One of my coaching instructors a few years ago asked me to define success for my business. The course, Organizer Coach Marketing, was about the inner work we need to do, even before getting to the marketing tactics. Who is your favorite type of client and why? What value do you think they get from your organizing and coaching meetings; can you ask them for their own description? And so on.
ecause if you don’t know this part, then your tactics are just a shot in the dark. Sort of like organizing – if you don’t know your values, how can you know whether you’re spending time on the “right stuff?” If you haven’t figured out a time management system that feels intuitive to you and how you process your world, no planner or app is going to improve your time management. If you’ve bought all the products you can discover to organize the stuff, and it’s not still not feeling organized, then it’s more about your habits, your ability to maintain what you’ve put in place, and your abilities to motivate yourself or others.

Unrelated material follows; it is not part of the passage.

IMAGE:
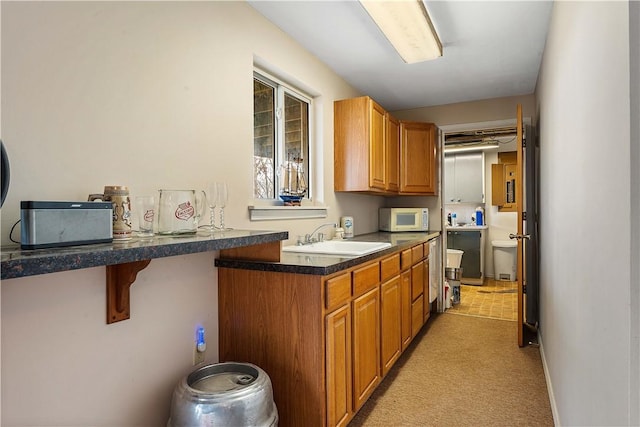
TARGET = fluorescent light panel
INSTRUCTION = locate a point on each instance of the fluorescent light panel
(478, 147)
(407, 25)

So here was my own “internal work” thinking about my definition of success. I’ve purposefully put the thinking in order, from superficial to deeper thinking. You’ll notice the transition from external measures to internal ones here as well.
- Profit and revenue
- Billable hours
- “Six figures”
- Number of certifications I have/credentials (Important. Confidence-building. Only successful if you can bring the learning directly to clients and they benefit.)
- What clients/colleagues say (Important, but not as the only source of feeling a success.)
- Being asked to write a book about organizing. (What a boost.)
- The types of clients I work with: Are they curious about their own habits? Are their issues complex, because that’s what I enjoy?
- Doing the work I love.
- Creating new projects as I work on others or let them go. Design work (classes, workshops, writing books,blogs).
- Having time to write (“Write” means to share, educate, think deeply, create.)
- Volunteering in my industry. Giving back, now that I’m older and wiser and believe I have some to share.
- Seeing my prior career experience being useful to my business and clients. Realizing how it all fits is a beautiful feeling.
- Working with clients in an organizing/time management situation so that they can move onto do their own great work in life, and move into their own life’s purpose.
- Fulfilling friendships with smart, creative and wise colleagues – local, virtual and even those I only get to see once a year but stay in touch with. (Important to the self-employed, as we have no “hallway” to walk down or “water cooler” to hang out at!)
- Being able to do the work I love, not having it take over my personal world, expressing my values through my work and life (heck, knowing what they are!), being a strong and caring partner in life, being a respected partner in business, and making enough income to support the life I love.
Now, that feels like success. What are your own, internal measures of success? How do you know that your home is organized enough? Your home business systems are successful for you?